Impact of Severe Weather Events on Public Health and Economy in the United States

Synopsis

Storms and other severe weather events can cause both public health and economic problems for communities and municipalities. Many severe events can result in fatalities, injuries, and property damage, and preventing such outcomes to the extent possible is a key concern.

This project involves exploring the U.S. National Oceanic and Atmospheric Administration’s (NOAA) storm database. This database tracks characteristics of major storms and weather events in the United States, including when and where they occur, as well as estimates of any fatalities, injuries, and property damage.

The goal of this report is to explore the impact of severe weather on public health and local economy in the U.S. This analysis uses data for the period of the years 1950 to 2011 from the U.S. National Oceanic and Atmospheric Administration’s (NOAA) Storm Database. The analysis of the Top10 severe weather events affecting population health and economies shows that tornadoes, flooding and excessive heat have the greatest impact. The economic consequences are significantly higher for property damage than crop.

Data Processing

We start with loading the required libraries and raw dataset.

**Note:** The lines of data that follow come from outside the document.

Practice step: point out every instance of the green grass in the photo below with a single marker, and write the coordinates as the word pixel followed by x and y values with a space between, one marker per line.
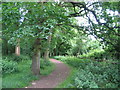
pixel 24 76
pixel 48 69
pixel 68 80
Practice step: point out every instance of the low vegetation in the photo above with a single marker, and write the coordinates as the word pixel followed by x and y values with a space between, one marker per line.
pixel 17 74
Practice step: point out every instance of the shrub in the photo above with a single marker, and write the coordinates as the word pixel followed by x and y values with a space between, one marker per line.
pixel 44 63
pixel 9 66
pixel 17 58
pixel 95 75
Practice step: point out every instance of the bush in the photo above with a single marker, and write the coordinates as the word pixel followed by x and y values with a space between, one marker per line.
pixel 44 63
pixel 9 66
pixel 17 58
pixel 94 75
pixel 73 61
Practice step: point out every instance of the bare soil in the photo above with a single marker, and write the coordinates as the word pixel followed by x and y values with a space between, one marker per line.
pixel 59 74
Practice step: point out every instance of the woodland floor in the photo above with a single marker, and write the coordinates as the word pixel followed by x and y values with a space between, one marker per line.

##### Load necessary libraries
library(R.utils)
library(plyr)
##### Download and unzip data file
if (!file.exists("storm.csv")) 
{
    if (!file.exists("storm.csv.bz2")) 
    {
        download.file(
            "https://d396qusza40orc.cloudfront.net/repdata%2Fdata%2FStormData.csv.bz2", 
            "storm.csv.bz2")
    }
    bunzip2("storm.csv.bz2", "storm.csv", remove = FALSE)
}
#### Load data into R
raw_data <- read.csv("storm.csv")

Then we study the structure of the dataset and determine which variables are of our interest.

#### Explore the raw dataset 
str(raw_data)
##### Subset the data related to health and economic impact analysis
my_columns <- c("EVTYPE", "FATALITIES", "INJURIES", "PROPDMG", "PROPDMGEXP", 
                "CROPDMG", "CROPDMGEXP")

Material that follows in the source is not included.